Italian police claim to have issued hundreds of thousands of tickets for speeding in recent years and subtracted millions of driving license points from those driving faster than they should, but as far as I can tell it isn't doing that much good. I myself, and I confess to driving an average of ten km over the toll road speed limits of 130 km per hour (no tickets so far), am repeatedly being passed by vehicles going far faster than I, which makes me wonder if the police are exaggerating or if there are simply a lot of people who get tickets and don't care.

The only good news for those who like to drive fast is that on those stretches of Autostrada where a Tutor system (the one which measures a driver's average speed over distance, and not his or her speed at one single point), has been installed, it may now be possible for toll road managers to raise the speed limit to up to 150 km per hour.

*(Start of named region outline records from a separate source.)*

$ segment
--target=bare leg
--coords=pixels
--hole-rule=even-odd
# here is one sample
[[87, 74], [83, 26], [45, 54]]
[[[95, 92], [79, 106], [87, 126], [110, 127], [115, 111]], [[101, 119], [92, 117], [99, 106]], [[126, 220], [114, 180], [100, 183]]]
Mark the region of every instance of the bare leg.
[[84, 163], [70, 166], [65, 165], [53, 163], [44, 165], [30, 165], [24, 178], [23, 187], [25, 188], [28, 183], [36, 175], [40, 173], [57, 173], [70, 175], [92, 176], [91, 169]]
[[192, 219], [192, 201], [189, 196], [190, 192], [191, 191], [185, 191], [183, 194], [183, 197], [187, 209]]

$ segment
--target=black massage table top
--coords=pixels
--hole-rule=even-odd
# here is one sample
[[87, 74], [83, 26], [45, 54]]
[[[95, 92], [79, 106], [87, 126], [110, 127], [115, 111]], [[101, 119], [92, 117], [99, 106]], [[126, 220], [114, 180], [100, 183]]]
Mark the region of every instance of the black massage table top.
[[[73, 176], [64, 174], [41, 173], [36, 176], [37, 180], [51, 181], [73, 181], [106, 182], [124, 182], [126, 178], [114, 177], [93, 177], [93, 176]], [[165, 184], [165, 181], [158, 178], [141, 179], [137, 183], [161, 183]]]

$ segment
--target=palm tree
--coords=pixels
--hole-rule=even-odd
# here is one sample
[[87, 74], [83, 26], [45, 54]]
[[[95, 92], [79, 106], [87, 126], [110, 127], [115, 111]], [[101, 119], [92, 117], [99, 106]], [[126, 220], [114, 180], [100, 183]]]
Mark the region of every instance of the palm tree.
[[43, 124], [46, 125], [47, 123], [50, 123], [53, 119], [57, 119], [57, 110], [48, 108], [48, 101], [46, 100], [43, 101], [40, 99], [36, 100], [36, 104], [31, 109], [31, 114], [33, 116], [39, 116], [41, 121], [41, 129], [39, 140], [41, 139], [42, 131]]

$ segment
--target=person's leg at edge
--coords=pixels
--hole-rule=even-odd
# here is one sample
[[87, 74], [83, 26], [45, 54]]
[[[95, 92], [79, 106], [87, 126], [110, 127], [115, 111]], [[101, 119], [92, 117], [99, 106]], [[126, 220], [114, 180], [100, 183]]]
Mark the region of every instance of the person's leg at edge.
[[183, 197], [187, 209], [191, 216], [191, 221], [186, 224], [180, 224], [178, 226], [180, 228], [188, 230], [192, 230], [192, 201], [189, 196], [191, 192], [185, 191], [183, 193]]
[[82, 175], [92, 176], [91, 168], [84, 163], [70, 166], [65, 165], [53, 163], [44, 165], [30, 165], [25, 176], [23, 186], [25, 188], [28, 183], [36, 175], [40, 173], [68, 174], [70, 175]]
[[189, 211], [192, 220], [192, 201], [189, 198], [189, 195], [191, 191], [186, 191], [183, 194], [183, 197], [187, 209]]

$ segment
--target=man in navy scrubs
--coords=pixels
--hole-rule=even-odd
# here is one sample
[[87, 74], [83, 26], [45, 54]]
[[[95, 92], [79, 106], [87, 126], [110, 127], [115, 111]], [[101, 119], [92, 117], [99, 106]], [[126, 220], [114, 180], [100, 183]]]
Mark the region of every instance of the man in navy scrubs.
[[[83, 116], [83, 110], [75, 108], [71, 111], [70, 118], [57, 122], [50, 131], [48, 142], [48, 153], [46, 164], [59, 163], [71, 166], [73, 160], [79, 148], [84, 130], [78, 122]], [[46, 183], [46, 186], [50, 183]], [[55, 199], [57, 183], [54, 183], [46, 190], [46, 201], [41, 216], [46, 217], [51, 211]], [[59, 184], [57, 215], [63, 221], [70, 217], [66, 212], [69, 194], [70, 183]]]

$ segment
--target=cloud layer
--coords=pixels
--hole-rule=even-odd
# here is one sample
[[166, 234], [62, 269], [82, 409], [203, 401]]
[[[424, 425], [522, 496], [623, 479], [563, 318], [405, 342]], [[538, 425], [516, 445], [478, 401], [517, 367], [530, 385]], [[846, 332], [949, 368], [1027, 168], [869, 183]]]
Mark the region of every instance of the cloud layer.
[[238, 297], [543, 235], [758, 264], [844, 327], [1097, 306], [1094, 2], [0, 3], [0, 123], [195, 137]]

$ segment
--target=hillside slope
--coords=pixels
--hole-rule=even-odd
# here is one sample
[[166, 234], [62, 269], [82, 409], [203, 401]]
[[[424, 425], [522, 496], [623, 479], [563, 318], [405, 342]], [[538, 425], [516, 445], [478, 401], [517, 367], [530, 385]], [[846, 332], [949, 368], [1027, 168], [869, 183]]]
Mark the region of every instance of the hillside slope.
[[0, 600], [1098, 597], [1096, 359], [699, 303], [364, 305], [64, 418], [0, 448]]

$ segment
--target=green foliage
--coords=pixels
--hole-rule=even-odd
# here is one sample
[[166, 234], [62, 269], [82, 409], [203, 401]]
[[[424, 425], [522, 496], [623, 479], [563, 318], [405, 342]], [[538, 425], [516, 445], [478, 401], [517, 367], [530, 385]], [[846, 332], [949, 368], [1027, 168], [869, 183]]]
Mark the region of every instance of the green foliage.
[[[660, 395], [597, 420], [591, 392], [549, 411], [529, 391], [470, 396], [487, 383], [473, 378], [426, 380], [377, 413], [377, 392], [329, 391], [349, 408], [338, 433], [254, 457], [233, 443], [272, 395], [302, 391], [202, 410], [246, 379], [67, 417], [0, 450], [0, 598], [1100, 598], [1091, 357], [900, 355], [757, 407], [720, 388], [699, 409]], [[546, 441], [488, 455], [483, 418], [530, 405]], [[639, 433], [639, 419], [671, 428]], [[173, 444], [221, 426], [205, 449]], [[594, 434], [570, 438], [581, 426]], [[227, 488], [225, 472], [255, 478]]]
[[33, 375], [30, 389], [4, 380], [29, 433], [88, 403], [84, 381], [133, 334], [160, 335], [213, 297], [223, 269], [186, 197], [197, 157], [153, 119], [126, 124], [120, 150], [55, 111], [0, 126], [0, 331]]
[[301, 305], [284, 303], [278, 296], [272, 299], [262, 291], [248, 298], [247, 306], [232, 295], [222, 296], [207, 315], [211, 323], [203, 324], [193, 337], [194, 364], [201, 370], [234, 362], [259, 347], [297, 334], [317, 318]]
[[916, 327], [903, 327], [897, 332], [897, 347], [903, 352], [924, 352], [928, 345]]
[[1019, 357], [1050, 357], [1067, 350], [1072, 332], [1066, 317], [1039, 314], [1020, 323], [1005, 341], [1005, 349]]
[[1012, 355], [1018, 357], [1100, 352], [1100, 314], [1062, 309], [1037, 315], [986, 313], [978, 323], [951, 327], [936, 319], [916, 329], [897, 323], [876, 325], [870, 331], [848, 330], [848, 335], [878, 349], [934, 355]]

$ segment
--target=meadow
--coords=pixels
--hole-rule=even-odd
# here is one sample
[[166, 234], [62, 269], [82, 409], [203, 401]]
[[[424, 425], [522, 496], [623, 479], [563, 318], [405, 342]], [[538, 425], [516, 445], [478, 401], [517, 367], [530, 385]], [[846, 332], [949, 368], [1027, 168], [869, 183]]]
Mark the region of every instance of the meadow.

My biggest pet peeve as a driver, however, will not be solved until the Italians decide to get more patrol cars out on the highways instead of relying on electronic speed recorders. Although in general, drivers here are more careful on the open road than they once were, there is still an inordinate number of drivers (all men, as far as I can tell), who continue to speed up close behind you in the fast lane until you get out of their way. I am sure there is something in the Driving Code that makes this illegal, if only by classifying it as reckless driving. But if there are no police around to see it, how do these offenders ever get a ticket. Once upon a time, the majority of those men who drive this way, seemed to be behind the wheel of a Mercedes. Now it is SUV drivers who are the guiltiest, although men between 18 and 30 (my estimates) may well behave this way no matter what kind of a vehicle they are driving.